Is this all we need to add to the diffconfig to get some output in /sys/fs/pstore? I see hnyman does some changes in this post. He seems to add these too:
+CONFIG_PSTORE=y
+# CONFIG_PSTORE_842_COMPRESS is not set
+CONFIG_PSTORE_COMPRESS=y
+CONFIG_PSTORE_COMPRESS_DEFAULT="deflate"
+# CONFIG_PSTORE_CONSOLE is not set
+CONFIG_PSTORE_DEFLATE_COMPRESS=y
+CONFIG_PSTORE_DEFLATE_COMPRESS_DEFAULT=y
+# CONFIG_PSTORE_LZ4HC_COMPRESS is not set
+# CONFIG_PSTORE_LZ4_COMPRESS is not set
+# CONFIG_PSTORE_LZO_COMPRESS is not set
+# CONFIG_PSTORE_PMSG is not set
+CONFIG_PSTORE_RAM=y
+# CONFIG_PSTORE_ZSTD_COMPRESS is not set
+CONFIG_REED_SOLOMON=y
+CONFIG_REED_SOLOMON_DEC8=y
+CONFIG_REED_SOLOMON_ENC8=y
From what I see in recent 22.03 or master repo's, the required changes in qcom-ipq8065-nighthawk.dtsi are already present. I'm doubting whether all my previous kernel 5.10 based builds had properly set ramoops to be saved in /sys/fs/pstore.

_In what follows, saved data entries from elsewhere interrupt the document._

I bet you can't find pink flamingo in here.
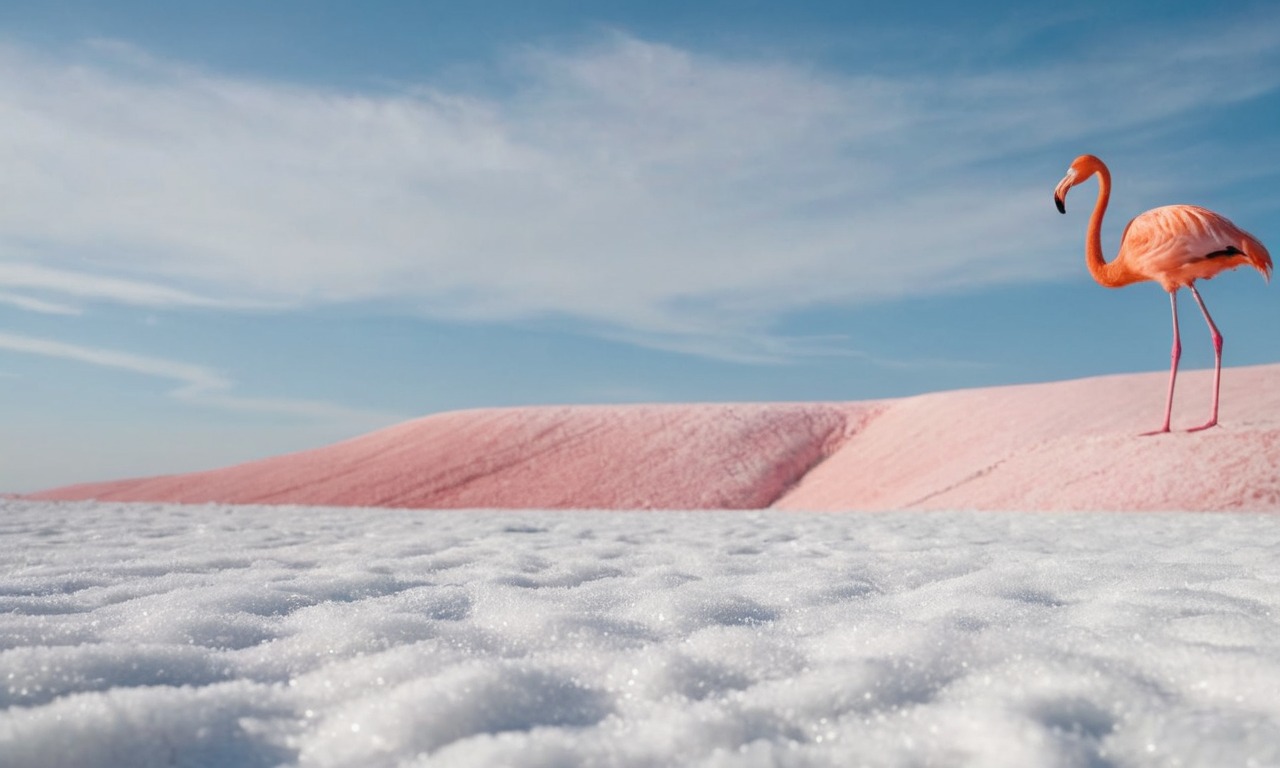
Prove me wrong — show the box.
[1054,154,1271,433]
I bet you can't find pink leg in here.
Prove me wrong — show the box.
[1187,284,1222,432]
[1144,291,1180,435]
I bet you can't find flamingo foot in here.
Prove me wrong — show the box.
[1186,420,1218,433]
[1140,426,1172,437]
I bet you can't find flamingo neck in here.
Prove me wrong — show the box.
[1084,163,1127,288]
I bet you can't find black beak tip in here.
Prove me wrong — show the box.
[1054,195,1066,214]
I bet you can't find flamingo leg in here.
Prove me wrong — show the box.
[1187,283,1223,432]
[1145,291,1181,435]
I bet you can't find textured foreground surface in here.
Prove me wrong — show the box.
[4,500,1280,767]
[30,365,1280,512]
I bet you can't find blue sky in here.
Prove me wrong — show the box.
[2,1,1279,491]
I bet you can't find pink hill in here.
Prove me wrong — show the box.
[776,364,1280,512]
[32,404,868,510]
[31,365,1280,512]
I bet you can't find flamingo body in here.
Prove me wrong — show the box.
[1116,204,1271,291]
[1054,154,1271,433]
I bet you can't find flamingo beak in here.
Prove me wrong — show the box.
[1053,170,1077,214]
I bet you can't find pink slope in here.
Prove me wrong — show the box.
[30,365,1280,512]
[32,404,868,510]
[776,364,1280,512]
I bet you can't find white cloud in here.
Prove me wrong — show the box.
[0,261,254,310]
[0,331,400,425]
[0,17,1276,355]
[0,291,81,316]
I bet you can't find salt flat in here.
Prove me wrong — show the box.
[3,499,1279,767]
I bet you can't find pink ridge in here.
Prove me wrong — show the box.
[777,364,1280,512]
[32,403,866,510]
[30,365,1280,511]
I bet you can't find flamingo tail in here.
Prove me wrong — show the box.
[1242,232,1273,282]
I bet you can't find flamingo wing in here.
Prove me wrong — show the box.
[1116,205,1270,290]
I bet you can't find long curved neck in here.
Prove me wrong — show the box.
[1083,163,1130,288]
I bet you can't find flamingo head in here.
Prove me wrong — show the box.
[1054,154,1104,214]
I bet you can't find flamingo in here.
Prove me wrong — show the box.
[1054,154,1272,433]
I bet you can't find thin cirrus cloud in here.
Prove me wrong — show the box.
[0,331,400,425]
[0,262,236,312]
[0,18,1277,356]
[0,291,81,316]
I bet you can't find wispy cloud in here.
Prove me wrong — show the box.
[0,14,1276,356]
[0,331,401,425]
[593,323,988,371]
[0,291,81,316]
[0,262,249,309]
[0,330,227,388]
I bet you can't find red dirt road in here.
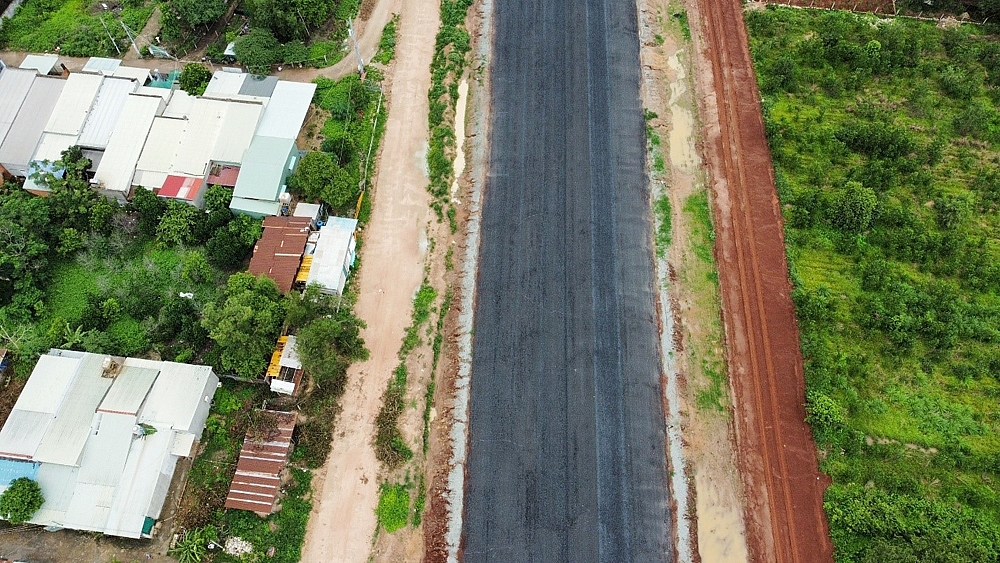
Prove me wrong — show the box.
[687,0,834,561]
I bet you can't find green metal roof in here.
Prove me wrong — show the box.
[232,136,297,202]
[230,196,282,217]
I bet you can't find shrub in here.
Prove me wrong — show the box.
[376,483,410,532]
[0,478,44,525]
[178,63,212,96]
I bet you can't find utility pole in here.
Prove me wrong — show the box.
[348,19,365,78]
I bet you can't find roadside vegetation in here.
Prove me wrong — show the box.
[748,8,1000,560]
[0,0,154,57]
[373,15,398,65]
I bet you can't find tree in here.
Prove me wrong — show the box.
[289,151,358,210]
[156,201,200,246]
[89,196,121,236]
[296,312,367,389]
[246,0,333,42]
[833,181,877,233]
[0,477,44,525]
[178,63,213,96]
[0,191,52,312]
[206,215,262,269]
[234,28,280,75]
[201,273,285,378]
[171,0,226,28]
[281,40,310,65]
[130,187,167,238]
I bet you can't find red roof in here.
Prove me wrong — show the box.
[247,216,311,293]
[157,175,204,201]
[207,165,241,187]
[224,410,296,514]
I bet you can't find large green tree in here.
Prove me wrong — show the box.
[0,477,44,525]
[246,0,334,42]
[234,28,280,76]
[0,191,52,314]
[157,201,200,247]
[177,62,213,96]
[171,0,227,28]
[201,273,285,378]
[288,151,357,211]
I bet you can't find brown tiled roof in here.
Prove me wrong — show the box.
[224,410,296,514]
[247,217,311,293]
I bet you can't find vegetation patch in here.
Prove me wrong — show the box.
[376,482,410,533]
[373,15,398,65]
[749,8,1000,560]
[0,0,154,57]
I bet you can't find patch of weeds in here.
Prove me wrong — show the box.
[654,195,672,257]
[373,15,398,65]
[412,475,426,527]
[673,10,691,41]
[376,482,410,533]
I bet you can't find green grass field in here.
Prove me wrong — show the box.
[0,0,154,57]
[748,8,1000,561]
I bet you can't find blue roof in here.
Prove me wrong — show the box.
[0,458,38,485]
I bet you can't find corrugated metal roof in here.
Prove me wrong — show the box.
[134,85,173,101]
[293,202,322,221]
[0,76,65,176]
[157,175,203,200]
[230,196,281,217]
[232,135,296,201]
[280,335,302,369]
[255,81,316,139]
[77,412,135,487]
[203,70,246,98]
[104,429,174,537]
[11,354,78,413]
[93,93,162,195]
[210,101,263,163]
[19,54,58,74]
[82,57,121,74]
[112,65,150,83]
[77,77,138,149]
[308,218,358,295]
[0,68,39,146]
[44,73,103,135]
[171,97,227,177]
[0,410,51,460]
[248,216,310,292]
[30,132,76,164]
[134,116,186,189]
[224,410,295,514]
[162,89,195,118]
[136,362,215,431]
[98,367,159,415]
[63,481,115,532]
[32,353,113,466]
[239,75,278,97]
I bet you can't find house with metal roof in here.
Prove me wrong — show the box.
[303,217,359,295]
[230,136,300,217]
[0,75,65,177]
[76,76,138,150]
[0,68,38,149]
[224,410,296,515]
[248,216,312,293]
[0,350,219,538]
[255,81,316,140]
[93,93,165,200]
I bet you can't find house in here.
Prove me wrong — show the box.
[229,136,301,217]
[0,350,219,538]
[247,216,312,293]
[224,410,296,516]
[303,217,359,295]
[0,75,65,178]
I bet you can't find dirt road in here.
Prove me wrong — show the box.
[686,0,833,561]
[298,0,440,561]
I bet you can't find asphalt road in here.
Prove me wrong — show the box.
[462,0,674,559]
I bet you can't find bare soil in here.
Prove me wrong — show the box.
[298,0,442,559]
[686,0,833,560]
[637,0,749,560]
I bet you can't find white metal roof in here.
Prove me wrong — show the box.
[279,335,302,369]
[44,73,103,136]
[98,366,159,415]
[94,93,162,195]
[0,76,65,177]
[63,481,115,532]
[161,89,195,118]
[210,101,263,164]
[134,85,173,102]
[77,76,138,149]
[104,429,173,537]
[255,81,316,139]
[203,70,247,98]
[0,410,52,460]
[170,97,227,177]
[138,362,215,430]
[19,54,58,74]
[0,68,39,145]
[13,354,79,413]
[30,132,76,164]
[82,57,121,75]
[308,218,358,294]
[112,65,150,83]
[76,412,134,487]
[134,116,186,189]
[293,202,321,220]
[33,463,78,519]
[32,353,113,466]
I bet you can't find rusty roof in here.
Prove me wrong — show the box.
[247,216,311,293]
[224,410,296,514]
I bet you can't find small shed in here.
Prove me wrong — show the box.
[224,410,296,516]
[18,54,58,75]
[306,217,359,295]
[248,216,311,293]
[157,175,205,207]
[264,335,304,395]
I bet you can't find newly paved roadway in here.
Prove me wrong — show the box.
[462,0,674,559]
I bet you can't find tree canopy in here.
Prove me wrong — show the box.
[234,28,280,76]
[178,63,213,96]
[246,0,334,42]
[0,477,44,525]
[288,151,357,211]
[201,273,285,378]
[171,0,227,28]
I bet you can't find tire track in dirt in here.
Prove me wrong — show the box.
[687,0,833,561]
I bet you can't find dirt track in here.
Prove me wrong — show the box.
[687,0,833,561]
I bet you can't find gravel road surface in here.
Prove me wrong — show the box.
[462,0,674,560]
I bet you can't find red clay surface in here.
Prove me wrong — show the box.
[688,0,834,561]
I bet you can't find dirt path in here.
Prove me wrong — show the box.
[686,0,832,561]
[122,6,161,63]
[299,0,441,560]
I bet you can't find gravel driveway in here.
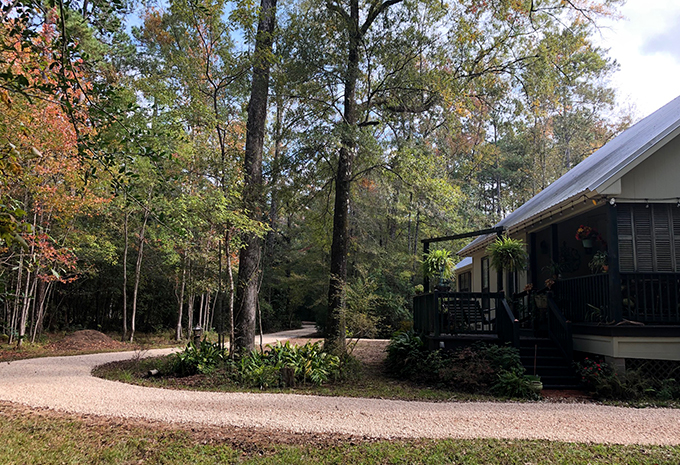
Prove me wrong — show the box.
[1,329,679,445]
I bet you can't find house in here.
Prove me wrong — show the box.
[414,95,680,384]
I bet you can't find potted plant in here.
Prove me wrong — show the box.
[588,250,608,274]
[575,225,598,249]
[422,249,455,291]
[486,235,528,273]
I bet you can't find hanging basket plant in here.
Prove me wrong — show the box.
[422,249,455,287]
[486,235,528,272]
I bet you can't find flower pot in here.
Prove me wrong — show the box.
[534,294,548,309]
[581,238,593,248]
[529,379,543,394]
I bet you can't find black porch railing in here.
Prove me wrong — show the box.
[621,273,680,323]
[552,272,680,324]
[413,291,519,346]
[553,274,610,323]
[547,293,573,360]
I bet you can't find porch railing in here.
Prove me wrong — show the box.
[497,298,520,348]
[547,293,573,360]
[621,273,680,323]
[413,291,519,345]
[553,274,610,323]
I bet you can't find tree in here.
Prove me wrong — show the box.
[234,0,278,353]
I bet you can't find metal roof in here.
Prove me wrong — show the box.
[459,95,680,256]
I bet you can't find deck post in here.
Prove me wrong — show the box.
[496,230,503,292]
[607,203,623,322]
[529,232,537,287]
[423,241,430,292]
[551,224,559,267]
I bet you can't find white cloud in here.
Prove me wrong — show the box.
[641,12,680,62]
[594,1,680,118]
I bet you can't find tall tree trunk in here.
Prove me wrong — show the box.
[17,270,35,348]
[122,209,130,341]
[186,292,195,339]
[10,252,24,345]
[30,280,49,343]
[129,204,150,343]
[198,292,205,331]
[234,0,277,353]
[175,251,187,341]
[325,0,361,355]
[225,229,235,356]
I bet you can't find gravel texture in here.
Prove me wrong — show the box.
[1,328,679,445]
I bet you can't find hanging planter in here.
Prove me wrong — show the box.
[486,235,528,273]
[422,249,455,291]
[575,225,599,248]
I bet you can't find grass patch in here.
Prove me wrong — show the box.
[1,402,679,464]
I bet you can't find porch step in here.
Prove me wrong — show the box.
[519,337,581,390]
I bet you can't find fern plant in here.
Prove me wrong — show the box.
[486,236,528,272]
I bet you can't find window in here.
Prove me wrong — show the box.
[481,256,490,291]
[458,271,471,292]
[618,204,680,272]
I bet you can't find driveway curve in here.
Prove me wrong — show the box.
[0,332,679,445]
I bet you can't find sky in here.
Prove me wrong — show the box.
[596,0,680,119]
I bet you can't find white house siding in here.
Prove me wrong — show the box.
[619,134,680,201]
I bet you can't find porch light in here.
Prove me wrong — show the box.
[676,198,679,208]
[609,197,616,206]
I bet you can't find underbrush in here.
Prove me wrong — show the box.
[94,339,486,402]
[155,339,342,389]
[385,331,541,400]
[575,357,680,405]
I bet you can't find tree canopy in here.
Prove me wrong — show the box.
[0,0,629,350]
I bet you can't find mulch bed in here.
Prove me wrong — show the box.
[45,330,127,352]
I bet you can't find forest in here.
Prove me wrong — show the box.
[1,0,631,352]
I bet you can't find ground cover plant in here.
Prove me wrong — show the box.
[95,338,486,402]
[575,357,680,404]
[1,401,679,464]
[169,339,342,389]
[385,331,540,400]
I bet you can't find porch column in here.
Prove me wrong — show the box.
[607,204,623,322]
[423,241,430,292]
[529,232,537,286]
[551,224,559,266]
[496,230,503,292]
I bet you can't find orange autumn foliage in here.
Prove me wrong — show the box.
[1,16,109,282]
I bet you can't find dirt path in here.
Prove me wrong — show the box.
[0,328,678,445]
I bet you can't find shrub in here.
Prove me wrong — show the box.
[477,343,523,373]
[385,330,427,379]
[573,358,674,401]
[237,351,281,389]
[174,340,226,376]
[436,346,495,392]
[385,334,533,397]
[237,341,341,388]
[491,368,540,400]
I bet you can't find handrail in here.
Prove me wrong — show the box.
[497,297,520,348]
[547,293,573,361]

In another post, hnyman also explains how he patches this for 21.02 builds. Now I must say I'm tempted to build a 21.02 image with ramoops enabled since I now frequently experience random reboots to, but ramoops isn't enabled in 21.02 by default like it is in 22.03/master for R7800. I'd need to clone @ACwifidude 21.02 NSS repo, rebase and apply Felix' latest AQL/ATF patches too. The first time I tried that, compiling failed. Do you have any tips on how to do that @vochong ?
Don't waste your time on building 21.02 with RAMOOPS support. The 21.02 branch does not have any built-in support for kmod-ramoops and kmod-pstore, so any dtsi change will serve no purpose if these kernel modules cannot be not compiled and loaded.